Dan Friedman Rediscovers a Cartoonist
Recently the Forward received a donation of 66 cartoons drawn by a survivor of Dachau. And they are a lot of fun!
The more accurate way of saying it, I guess, is that 66 drawings by the Forward’s in-house cartoonist were returned to our archive. Lillian Silver, daughter of former editor Simon Weber, brought us the working copies from the folders her late father had taken home with him.
As Chana Pollack, the Forward archivist and chief piner after missing objects, observes, these drawings could easily have been lost. Unwieldy sheets of stiff paper with drawn works in progress were not easy to carry home nor were they the sort of items that one would keep safe forever.
Silver did say that her father worked more from home as he aged, but that does not explain the survival of this art. Weber, who shlepped the drawings out into deepest Brooklyn, seems to have had a soft spot for Paul Markison — known professionally as “Mark.” And we’re grateful to his family for the safe return of his work.
Mark, who passed away in Boca Raton, Florida, in September, was born in Budapest. He told our contributing editor Eddy Portnoy that he went to art school before he was imprisoned in Dachau, and that he arrived in America in 1947 at the age of 23. Jack Rich was a well-known labor writer and labor editor of the Forward. Through family friends, Rich saw Mark’s work for the “Hat Worker” — the organ of the hat cap and millinery union — and brought Mark to the Forward.
In the early 1960s, as chief cartoonist Samuel Zagat approached retirement, Mark took over for the Forward. His style is infectious, whether dealing with politics like Soviet leader Leonid Brezhnev or the KKK or social trends such as the arrival of “hippy” culture or the enduring strangeness of the summer season when wives leave the city and husbands stay to “work.” Some of the subjects of the cartoons have been lost (or at least mislaid) — for example. we aren’t sure why the cow
has a lock on her udders
(see below left) — but the cartoons are now carefully archived. They were lovingly catalogued by our volunteer archivist Arlene Bronstein, who finished that task just before her own untimely passing in September (see page 9).

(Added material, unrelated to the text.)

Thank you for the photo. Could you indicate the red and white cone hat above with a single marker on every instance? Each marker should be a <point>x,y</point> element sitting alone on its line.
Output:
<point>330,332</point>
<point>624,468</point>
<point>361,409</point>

Throughout his long tenure at the Yiddish Forward, Mark needed approval for his cartoons. While that’s a fate that also befell Art Spiegelman, Ben Katchor and Eli Valley, his successors at the English Forward, they at least had a language in common with their readers.
Strange though it may seem, the last full time cartoonist for the Yiddish Forverts spoke Hungarian and English, but not Yiddish. Because of his linguistic lack, the older writers at the paper called him “the goyishe kid.”
But Mark had the last laugh.
LBJ AND THE KKK: Mark weighed in on President Johnson’s response to Klan violence in the Civil Rights era.